The dual wave-particle nature we use to describe these micro-entities is to
blame for our frustration. If the microscope lens has a large diameter, the
image on the film will be small, but due to the wave nature of the photon it
will make an image somewhere within one wavelength-not an exact point that
can be replicated, but a general cloud of spots will appear if the
experiment is repeated. It is possible to know the speed of the electron's
recoil, but it is impossible to know the exact direction of the photon upon
entry into the wide lens. Thus momentum is fairly certain, but position is
not, so we can't know the direction of the electron's recoil. If the lens is
narrowed, the wave property of the photon causes it to diffract, making its
wavelength much greater, so while the momentum of both photon and electron
can be pinned down, the greater wavelength makes it impossible to accurately
assess where the electron actually was. In a nutshell, the wide lens allows
for an accurate measure of the electron's position, but makes it impossible
to know where it is going, while the narrow lens reduces momentum
uncertainty while making knowledge of the position less accurate.

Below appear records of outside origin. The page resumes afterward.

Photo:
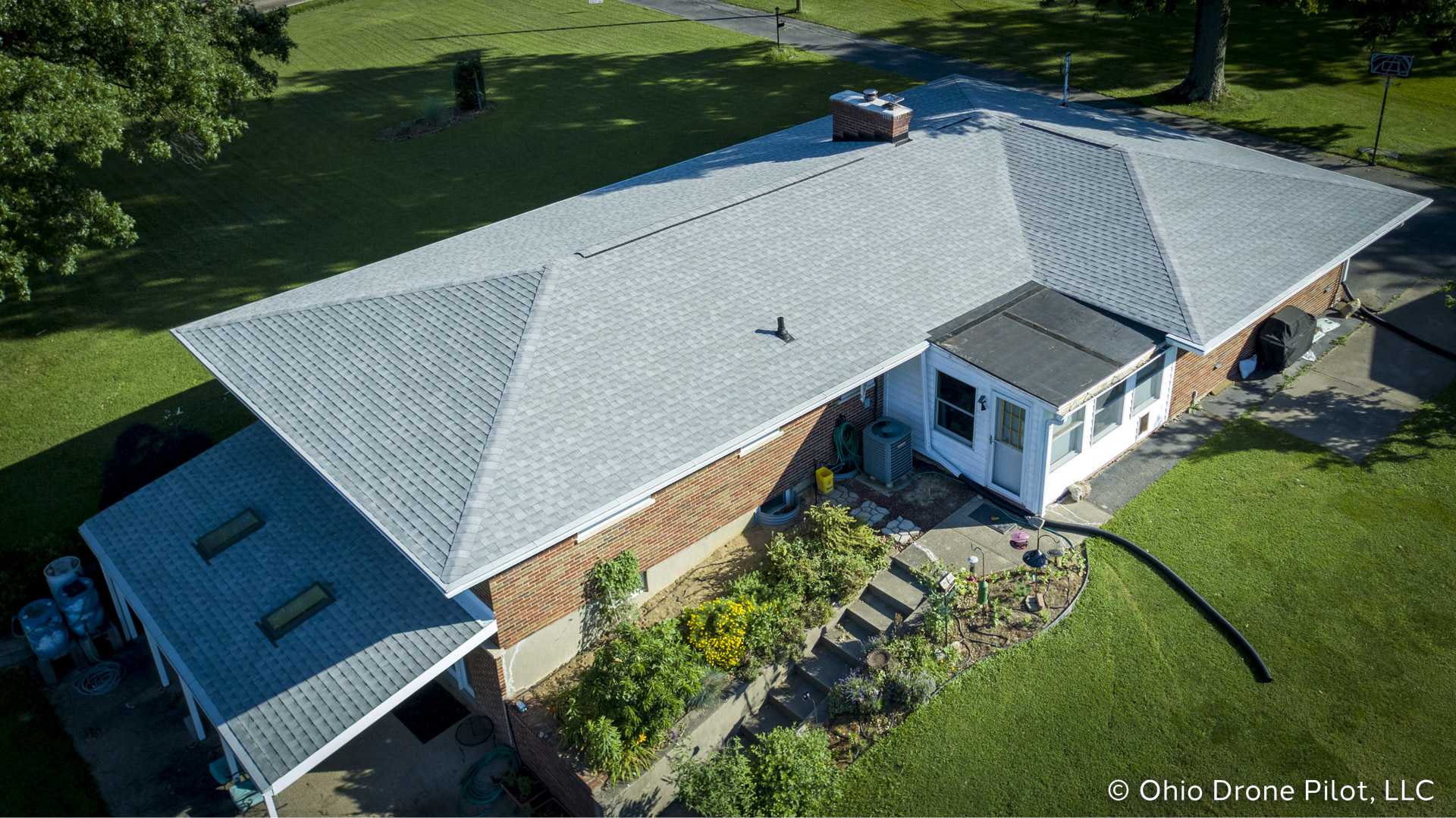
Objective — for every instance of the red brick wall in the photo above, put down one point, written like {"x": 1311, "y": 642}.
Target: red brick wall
{"x": 1203, "y": 373}
{"x": 488, "y": 682}
{"x": 552, "y": 584}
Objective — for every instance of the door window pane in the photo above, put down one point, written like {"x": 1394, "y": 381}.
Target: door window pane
{"x": 1149, "y": 383}
{"x": 956, "y": 408}
{"x": 1109, "y": 411}
{"x": 1066, "y": 437}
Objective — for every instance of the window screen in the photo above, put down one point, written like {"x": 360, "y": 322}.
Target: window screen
{"x": 1147, "y": 384}
{"x": 956, "y": 408}
{"x": 220, "y": 539}
{"x": 1109, "y": 411}
{"x": 1066, "y": 437}
{"x": 296, "y": 612}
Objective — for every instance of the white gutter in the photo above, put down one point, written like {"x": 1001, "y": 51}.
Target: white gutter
{"x": 647, "y": 490}
{"x": 188, "y": 680}
{"x": 1289, "y": 293}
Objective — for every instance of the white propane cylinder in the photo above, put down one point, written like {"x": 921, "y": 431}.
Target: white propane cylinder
{"x": 60, "y": 572}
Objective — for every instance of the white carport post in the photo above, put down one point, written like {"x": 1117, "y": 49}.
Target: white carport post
{"x": 162, "y": 667}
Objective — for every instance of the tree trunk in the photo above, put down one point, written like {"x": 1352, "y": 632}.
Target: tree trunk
{"x": 1210, "y": 41}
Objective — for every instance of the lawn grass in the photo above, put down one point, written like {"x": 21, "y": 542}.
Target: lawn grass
{"x": 1296, "y": 77}
{"x": 587, "y": 93}
{"x": 1337, "y": 572}
{"x": 42, "y": 772}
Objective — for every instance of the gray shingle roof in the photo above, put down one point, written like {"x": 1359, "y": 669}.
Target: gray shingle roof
{"x": 388, "y": 626}
{"x": 642, "y": 351}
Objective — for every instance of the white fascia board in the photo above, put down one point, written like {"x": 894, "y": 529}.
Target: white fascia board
{"x": 613, "y": 519}
{"x": 158, "y": 638}
{"x": 383, "y": 709}
{"x": 753, "y": 446}
{"x": 637, "y": 495}
{"x": 1289, "y": 293}
{"x": 297, "y": 450}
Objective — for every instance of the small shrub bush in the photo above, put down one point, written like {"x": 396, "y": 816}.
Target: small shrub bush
{"x": 718, "y": 785}
{"x": 856, "y": 694}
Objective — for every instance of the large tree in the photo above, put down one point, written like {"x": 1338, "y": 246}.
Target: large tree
{"x": 1373, "y": 20}
{"x": 143, "y": 79}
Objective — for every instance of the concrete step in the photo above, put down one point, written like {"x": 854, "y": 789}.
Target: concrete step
{"x": 797, "y": 697}
{"x": 897, "y": 587}
{"x": 851, "y": 641}
{"x": 873, "y": 612}
{"x": 764, "y": 721}
{"x": 824, "y": 669}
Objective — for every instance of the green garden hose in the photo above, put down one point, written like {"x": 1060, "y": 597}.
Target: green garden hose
{"x": 482, "y": 795}
{"x": 846, "y": 443}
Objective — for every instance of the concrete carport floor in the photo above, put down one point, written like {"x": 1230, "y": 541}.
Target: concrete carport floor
{"x": 147, "y": 762}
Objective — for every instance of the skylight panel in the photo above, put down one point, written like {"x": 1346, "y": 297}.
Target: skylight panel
{"x": 224, "y": 536}
{"x": 294, "y": 612}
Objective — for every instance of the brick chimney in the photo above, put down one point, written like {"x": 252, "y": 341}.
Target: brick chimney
{"x": 868, "y": 118}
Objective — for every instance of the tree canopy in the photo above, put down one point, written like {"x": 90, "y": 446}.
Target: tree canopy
{"x": 146, "y": 79}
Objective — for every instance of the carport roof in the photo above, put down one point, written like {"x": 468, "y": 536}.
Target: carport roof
{"x": 335, "y": 672}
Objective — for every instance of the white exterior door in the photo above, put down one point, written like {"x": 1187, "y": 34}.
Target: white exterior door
{"x": 1009, "y": 444}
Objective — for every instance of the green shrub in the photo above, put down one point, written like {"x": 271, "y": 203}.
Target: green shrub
{"x": 856, "y": 694}
{"x": 639, "y": 683}
{"x": 794, "y": 775}
{"x": 468, "y": 80}
{"x": 718, "y": 785}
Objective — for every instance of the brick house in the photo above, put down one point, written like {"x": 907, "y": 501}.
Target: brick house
{"x": 450, "y": 438}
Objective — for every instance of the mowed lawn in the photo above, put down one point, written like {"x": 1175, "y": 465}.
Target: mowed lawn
{"x": 587, "y": 93}
{"x": 1338, "y": 574}
{"x": 1296, "y": 77}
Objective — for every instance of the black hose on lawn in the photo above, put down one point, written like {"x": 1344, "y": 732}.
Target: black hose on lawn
{"x": 1260, "y": 669}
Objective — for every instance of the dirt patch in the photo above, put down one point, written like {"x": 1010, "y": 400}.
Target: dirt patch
{"x": 419, "y": 127}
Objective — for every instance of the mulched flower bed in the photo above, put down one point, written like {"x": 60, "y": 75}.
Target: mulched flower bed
{"x": 977, "y": 632}
{"x": 419, "y": 127}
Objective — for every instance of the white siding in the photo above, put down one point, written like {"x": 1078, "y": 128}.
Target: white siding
{"x": 1097, "y": 454}
{"x": 903, "y": 400}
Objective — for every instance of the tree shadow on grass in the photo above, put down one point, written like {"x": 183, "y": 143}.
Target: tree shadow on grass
{"x": 308, "y": 193}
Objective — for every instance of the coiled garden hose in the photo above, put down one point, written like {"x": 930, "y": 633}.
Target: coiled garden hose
{"x": 99, "y": 680}
{"x": 846, "y": 443}
{"x": 482, "y": 795}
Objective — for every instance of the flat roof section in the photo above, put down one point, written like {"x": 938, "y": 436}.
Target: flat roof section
{"x": 1046, "y": 344}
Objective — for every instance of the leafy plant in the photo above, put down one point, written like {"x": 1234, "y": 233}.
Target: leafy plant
{"x": 610, "y": 584}
{"x": 858, "y": 694}
{"x": 794, "y": 773}
{"x": 718, "y": 785}
{"x": 468, "y": 80}
{"x": 717, "y": 629}
{"x": 639, "y": 683}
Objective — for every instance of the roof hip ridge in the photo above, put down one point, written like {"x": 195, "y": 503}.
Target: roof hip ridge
{"x": 1183, "y": 294}
{"x": 356, "y": 299}
{"x": 472, "y": 514}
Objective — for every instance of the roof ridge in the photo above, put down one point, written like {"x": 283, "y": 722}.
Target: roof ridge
{"x": 1183, "y": 296}
{"x": 472, "y": 514}
{"x": 714, "y": 207}
{"x": 206, "y": 324}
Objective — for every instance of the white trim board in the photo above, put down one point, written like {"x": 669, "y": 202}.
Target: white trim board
{"x": 190, "y": 682}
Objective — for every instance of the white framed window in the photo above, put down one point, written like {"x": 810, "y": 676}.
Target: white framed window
{"x": 1147, "y": 384}
{"x": 1066, "y": 437}
{"x": 956, "y": 408}
{"x": 1109, "y": 411}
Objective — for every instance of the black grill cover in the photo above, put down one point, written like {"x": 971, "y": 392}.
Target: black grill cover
{"x": 1285, "y": 337}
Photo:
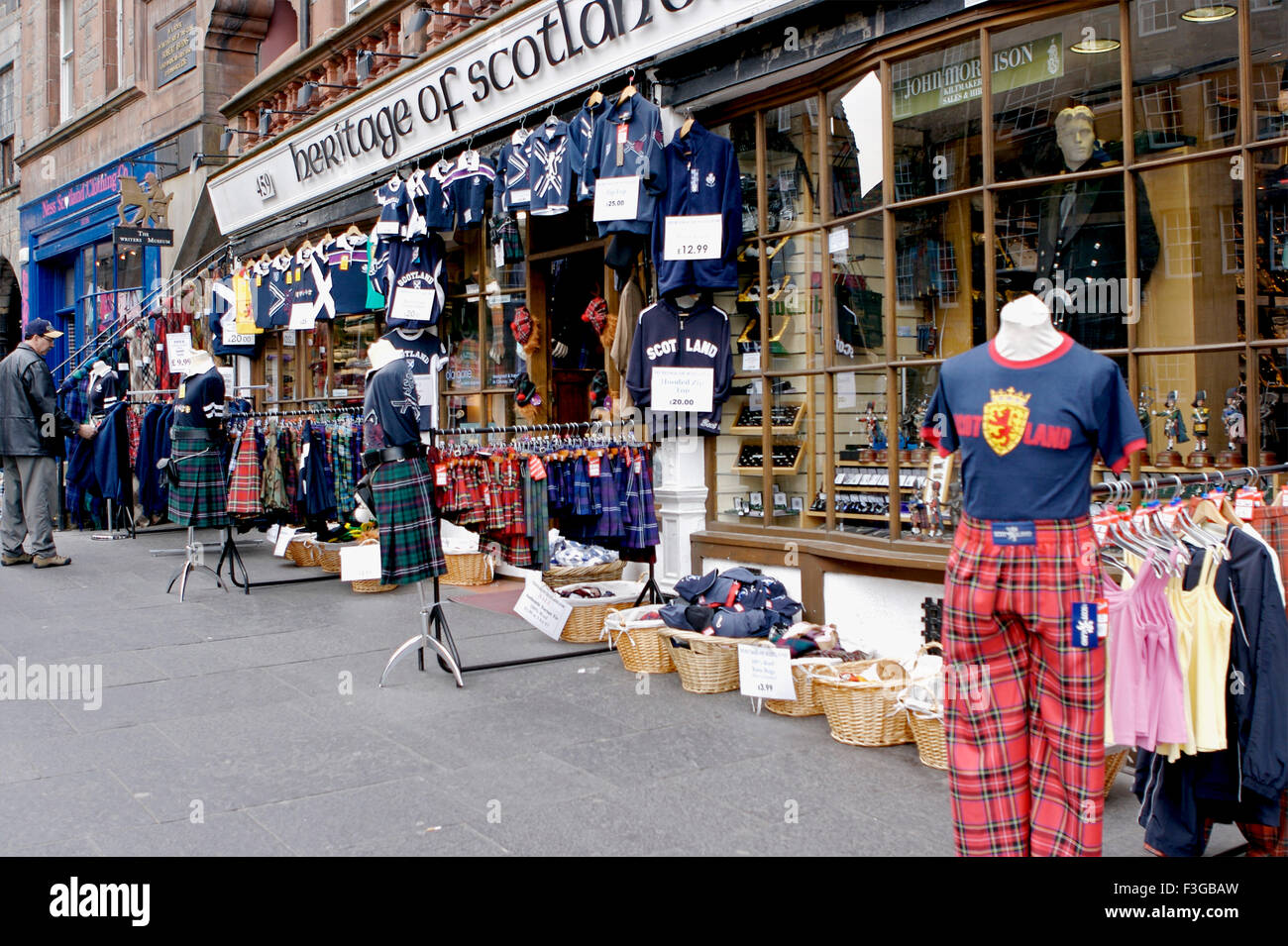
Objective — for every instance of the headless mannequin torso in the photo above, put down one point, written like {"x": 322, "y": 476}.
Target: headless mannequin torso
{"x": 1024, "y": 330}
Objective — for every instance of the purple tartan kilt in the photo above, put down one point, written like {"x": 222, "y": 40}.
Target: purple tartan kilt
{"x": 410, "y": 543}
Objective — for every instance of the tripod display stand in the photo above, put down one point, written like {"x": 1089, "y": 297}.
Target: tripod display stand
{"x": 192, "y": 563}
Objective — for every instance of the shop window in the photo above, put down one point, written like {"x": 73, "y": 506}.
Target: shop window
{"x": 936, "y": 121}
{"x": 1269, "y": 39}
{"x": 858, "y": 287}
{"x": 855, "y": 146}
{"x": 1192, "y": 295}
{"x": 1039, "y": 71}
{"x": 1185, "y": 81}
{"x": 939, "y": 280}
{"x": 791, "y": 164}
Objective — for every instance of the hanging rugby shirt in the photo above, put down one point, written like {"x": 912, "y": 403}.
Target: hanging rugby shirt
{"x": 552, "y": 162}
{"x": 627, "y": 143}
{"x": 1029, "y": 430}
{"x": 416, "y": 282}
{"x": 668, "y": 336}
{"x": 469, "y": 184}
{"x": 511, "y": 167}
{"x": 343, "y": 289}
{"x": 702, "y": 179}
{"x": 426, "y": 354}
{"x": 390, "y": 409}
{"x": 201, "y": 400}
{"x": 581, "y": 130}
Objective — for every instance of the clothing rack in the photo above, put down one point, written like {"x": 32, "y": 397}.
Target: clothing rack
{"x": 432, "y": 611}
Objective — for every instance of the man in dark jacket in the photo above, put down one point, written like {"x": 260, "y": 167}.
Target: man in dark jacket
{"x": 33, "y": 428}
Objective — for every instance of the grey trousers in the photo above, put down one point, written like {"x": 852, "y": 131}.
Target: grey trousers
{"x": 30, "y": 504}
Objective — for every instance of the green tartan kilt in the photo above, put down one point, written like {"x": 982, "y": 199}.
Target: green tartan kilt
{"x": 200, "y": 498}
{"x": 410, "y": 545}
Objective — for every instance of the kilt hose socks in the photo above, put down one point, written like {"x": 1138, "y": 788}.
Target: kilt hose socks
{"x": 1025, "y": 736}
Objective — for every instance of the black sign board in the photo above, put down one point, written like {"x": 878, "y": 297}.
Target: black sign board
{"x": 142, "y": 236}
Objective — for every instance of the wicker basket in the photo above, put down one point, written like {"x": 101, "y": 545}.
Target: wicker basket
{"x": 863, "y": 712}
{"x": 1115, "y": 765}
{"x": 587, "y": 622}
{"x": 372, "y": 585}
{"x": 581, "y": 575}
{"x": 303, "y": 550}
{"x": 927, "y": 729}
{"x": 806, "y": 701}
{"x": 707, "y": 665}
{"x": 468, "y": 569}
{"x": 329, "y": 556}
{"x": 643, "y": 649}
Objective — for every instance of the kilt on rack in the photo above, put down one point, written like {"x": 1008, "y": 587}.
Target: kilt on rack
{"x": 200, "y": 498}
{"x": 410, "y": 545}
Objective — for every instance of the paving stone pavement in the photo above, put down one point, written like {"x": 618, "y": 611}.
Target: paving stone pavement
{"x": 254, "y": 725}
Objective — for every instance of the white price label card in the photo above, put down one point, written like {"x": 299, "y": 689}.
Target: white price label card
{"x": 283, "y": 538}
{"x": 416, "y": 305}
{"x": 838, "y": 240}
{"x": 303, "y": 317}
{"x": 178, "y": 352}
{"x": 617, "y": 198}
{"x": 360, "y": 563}
{"x": 683, "y": 389}
{"x": 694, "y": 237}
{"x": 542, "y": 609}
{"x": 765, "y": 672}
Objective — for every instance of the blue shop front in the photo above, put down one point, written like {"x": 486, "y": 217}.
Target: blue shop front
{"x": 77, "y": 277}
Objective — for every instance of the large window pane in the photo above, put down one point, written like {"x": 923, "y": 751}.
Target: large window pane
{"x": 939, "y": 279}
{"x": 1185, "y": 76}
{"x": 1192, "y": 295}
{"x": 1043, "y": 68}
{"x": 936, "y": 121}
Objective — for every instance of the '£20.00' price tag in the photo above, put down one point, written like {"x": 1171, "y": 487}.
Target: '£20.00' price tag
{"x": 694, "y": 237}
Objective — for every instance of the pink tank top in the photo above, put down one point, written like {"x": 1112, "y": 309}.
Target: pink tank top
{"x": 1145, "y": 691}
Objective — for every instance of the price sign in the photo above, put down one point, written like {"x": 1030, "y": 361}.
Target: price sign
{"x": 283, "y": 538}
{"x": 416, "y": 305}
{"x": 683, "y": 389}
{"x": 178, "y": 352}
{"x": 765, "y": 672}
{"x": 542, "y": 609}
{"x": 360, "y": 563}
{"x": 303, "y": 317}
{"x": 694, "y": 237}
{"x": 617, "y": 198}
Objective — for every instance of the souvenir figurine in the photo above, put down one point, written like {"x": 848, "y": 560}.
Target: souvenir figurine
{"x": 1173, "y": 429}
{"x": 1199, "y": 416}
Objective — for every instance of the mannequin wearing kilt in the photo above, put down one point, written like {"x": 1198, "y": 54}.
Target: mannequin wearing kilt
{"x": 200, "y": 498}
{"x": 400, "y": 478}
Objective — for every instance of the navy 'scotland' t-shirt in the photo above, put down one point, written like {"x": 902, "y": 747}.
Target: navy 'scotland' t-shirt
{"x": 1029, "y": 430}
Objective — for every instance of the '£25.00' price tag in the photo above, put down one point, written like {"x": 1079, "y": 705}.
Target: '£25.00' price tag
{"x": 694, "y": 237}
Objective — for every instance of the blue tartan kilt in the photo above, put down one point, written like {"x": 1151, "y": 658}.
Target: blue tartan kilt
{"x": 410, "y": 545}
{"x": 201, "y": 497}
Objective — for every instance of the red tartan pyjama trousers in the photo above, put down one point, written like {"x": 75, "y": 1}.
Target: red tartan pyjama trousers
{"x": 1024, "y": 708}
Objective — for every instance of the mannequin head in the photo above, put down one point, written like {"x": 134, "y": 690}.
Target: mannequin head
{"x": 1076, "y": 134}
{"x": 381, "y": 353}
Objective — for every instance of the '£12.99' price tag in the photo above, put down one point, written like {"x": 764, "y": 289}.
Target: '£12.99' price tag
{"x": 694, "y": 237}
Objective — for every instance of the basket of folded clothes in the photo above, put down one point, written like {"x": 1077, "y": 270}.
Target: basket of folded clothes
{"x": 712, "y": 614}
{"x": 810, "y": 645}
{"x": 923, "y": 701}
{"x": 636, "y": 635}
{"x": 590, "y": 602}
{"x": 575, "y": 563}
{"x": 861, "y": 700}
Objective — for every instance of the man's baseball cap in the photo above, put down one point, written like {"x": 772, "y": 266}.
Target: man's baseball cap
{"x": 43, "y": 328}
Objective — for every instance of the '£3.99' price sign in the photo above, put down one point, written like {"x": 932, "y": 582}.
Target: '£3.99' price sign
{"x": 694, "y": 237}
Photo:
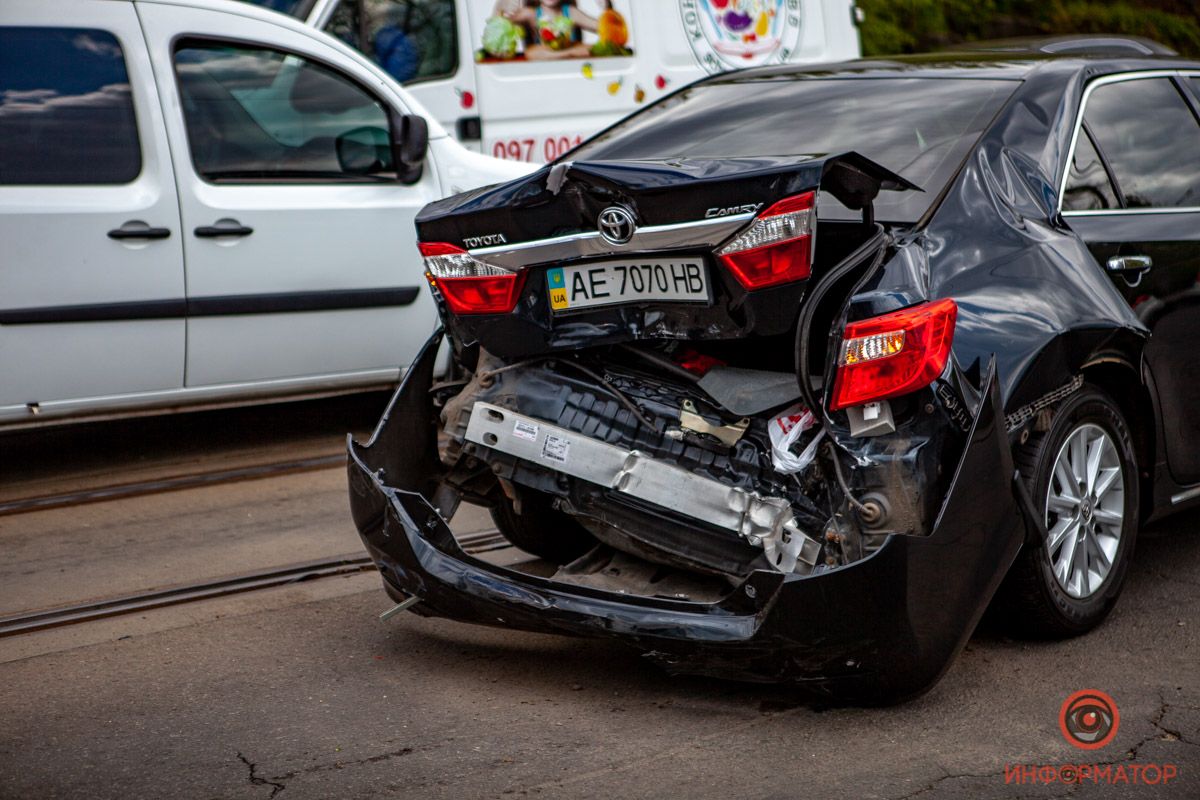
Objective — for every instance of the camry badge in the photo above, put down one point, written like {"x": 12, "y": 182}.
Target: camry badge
{"x": 616, "y": 224}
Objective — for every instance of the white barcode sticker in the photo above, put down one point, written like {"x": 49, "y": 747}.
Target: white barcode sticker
{"x": 556, "y": 449}
{"x": 523, "y": 429}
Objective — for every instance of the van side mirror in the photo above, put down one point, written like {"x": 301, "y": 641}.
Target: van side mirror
{"x": 409, "y": 140}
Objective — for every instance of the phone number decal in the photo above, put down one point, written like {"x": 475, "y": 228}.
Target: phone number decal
{"x": 531, "y": 149}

There is an inverse proportional relationship between knowledge of position
and momentum which seems to preempt any attempt at prophesying the future of
a single atom. The mechanists' old dream of plotting the future vector of
each particle in the universe was destroyed, but this was not the most
disturbing feature of the new atomic model. What really astonished the
physicists of the 1920's, when quantum theory assumed the shape it still has
today, was the fact that the existence of the phenomena they were studying
was dependent on their consciousness cognizing the event.